What began as a medical solution to infertility has caught the eye of Silicon Valley power brokers. Silicon Valley power brokers don't see IVF as merely a means of manufacturing life, but it's curating it.
An increase in pre-transplant genetic testing for polygenic disorders (PGT-P) has forced embryo selection into new areas, according to a November report in the San Francisco standard. Parents are now able to screen intelligence, disease resistance, and even personality traits.
Among these fundings is the new frontier of this selective revitalization, Trump's leading donor and billionaire Peter Thiel. Joining him is Sam Altman from Openai, who recently aligned himself with Trump's camp. Both are putting their money into infertility startups like Orchid Health and Gattaca Genomics. These companies no longer hide behind the language of medical needs. Instead, they openly sell genetic choices as a tool to “maximise human potential.”
Meanwhile, the artificial uterine industry is also expanding. The new niche promises a future in which technology will take over pregnancy and pregnancy forever.
As big money supports the business of genetic optimization, the boundaries that help families become pregnant and imagine the next generation are rapidly disappearing.
Beyond fertility
Public opinion now supports IVF, with 70% of Americans looking at it positively. But how much of that support comes from not knowing its full meaning? Religious groups, bioethicists, and even some feminists are turning alarms. They warn that IVF is no longer about helping couples get pregnant.

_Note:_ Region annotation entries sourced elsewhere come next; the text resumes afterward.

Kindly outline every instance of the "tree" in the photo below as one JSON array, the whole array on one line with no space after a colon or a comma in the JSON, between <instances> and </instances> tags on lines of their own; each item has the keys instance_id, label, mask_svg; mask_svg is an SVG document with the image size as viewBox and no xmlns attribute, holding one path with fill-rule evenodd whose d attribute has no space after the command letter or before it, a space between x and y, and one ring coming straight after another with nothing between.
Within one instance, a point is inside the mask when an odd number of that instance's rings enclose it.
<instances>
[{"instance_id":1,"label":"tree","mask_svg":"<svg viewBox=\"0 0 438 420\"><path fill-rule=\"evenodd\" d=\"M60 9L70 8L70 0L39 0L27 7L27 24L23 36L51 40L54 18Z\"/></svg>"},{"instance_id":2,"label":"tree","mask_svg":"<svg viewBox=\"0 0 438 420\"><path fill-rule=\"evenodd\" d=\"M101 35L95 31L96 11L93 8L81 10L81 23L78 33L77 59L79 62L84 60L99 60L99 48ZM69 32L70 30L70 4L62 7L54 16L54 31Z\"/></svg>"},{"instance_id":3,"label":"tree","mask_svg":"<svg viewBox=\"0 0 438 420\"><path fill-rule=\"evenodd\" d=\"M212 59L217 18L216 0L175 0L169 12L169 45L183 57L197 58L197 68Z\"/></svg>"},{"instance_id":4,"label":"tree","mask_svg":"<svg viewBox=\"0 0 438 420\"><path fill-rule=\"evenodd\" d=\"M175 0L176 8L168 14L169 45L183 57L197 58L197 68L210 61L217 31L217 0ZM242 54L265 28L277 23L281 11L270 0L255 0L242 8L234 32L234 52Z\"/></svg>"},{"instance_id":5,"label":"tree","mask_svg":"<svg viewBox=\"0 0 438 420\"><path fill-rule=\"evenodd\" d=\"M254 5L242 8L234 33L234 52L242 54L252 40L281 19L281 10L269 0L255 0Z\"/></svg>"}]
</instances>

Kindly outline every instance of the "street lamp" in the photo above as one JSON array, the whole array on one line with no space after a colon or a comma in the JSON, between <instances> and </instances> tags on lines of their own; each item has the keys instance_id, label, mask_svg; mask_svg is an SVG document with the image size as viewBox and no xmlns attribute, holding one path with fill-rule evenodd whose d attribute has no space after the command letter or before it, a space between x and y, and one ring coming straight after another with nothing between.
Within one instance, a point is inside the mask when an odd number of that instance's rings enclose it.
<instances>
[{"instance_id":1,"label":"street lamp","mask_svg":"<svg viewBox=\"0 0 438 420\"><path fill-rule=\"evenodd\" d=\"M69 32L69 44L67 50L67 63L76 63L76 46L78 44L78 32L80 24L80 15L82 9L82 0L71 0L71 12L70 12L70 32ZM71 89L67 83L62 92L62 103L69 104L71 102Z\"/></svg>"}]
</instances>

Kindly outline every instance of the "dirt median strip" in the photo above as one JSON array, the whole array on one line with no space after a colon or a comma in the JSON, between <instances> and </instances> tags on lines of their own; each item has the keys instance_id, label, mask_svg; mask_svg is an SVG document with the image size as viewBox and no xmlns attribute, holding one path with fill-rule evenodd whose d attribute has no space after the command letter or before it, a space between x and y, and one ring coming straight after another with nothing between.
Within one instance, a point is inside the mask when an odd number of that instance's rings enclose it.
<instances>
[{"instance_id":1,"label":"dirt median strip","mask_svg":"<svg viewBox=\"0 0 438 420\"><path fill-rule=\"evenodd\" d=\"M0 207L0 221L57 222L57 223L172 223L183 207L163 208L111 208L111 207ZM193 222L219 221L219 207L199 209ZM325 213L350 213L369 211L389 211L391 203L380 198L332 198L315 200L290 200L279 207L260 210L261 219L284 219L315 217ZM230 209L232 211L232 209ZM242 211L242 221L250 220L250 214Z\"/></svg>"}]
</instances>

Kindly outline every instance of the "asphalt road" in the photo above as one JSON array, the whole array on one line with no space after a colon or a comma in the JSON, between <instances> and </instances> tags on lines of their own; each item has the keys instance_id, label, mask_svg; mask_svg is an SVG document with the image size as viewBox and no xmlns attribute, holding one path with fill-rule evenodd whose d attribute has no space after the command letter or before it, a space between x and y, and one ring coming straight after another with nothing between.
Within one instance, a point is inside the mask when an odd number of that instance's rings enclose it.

The Trump administration is making up a push to expand the IVF as a victory to build families. However, as IVF collides with embryonic choice and the ambitions of eugenicists in Silicon Valley, the conversation must change. Are we really supporting families or are we engineering future generations based on any genetic preference?
History identifies the dangers of pursuing genetic perfection. The real question is, are we pay attention?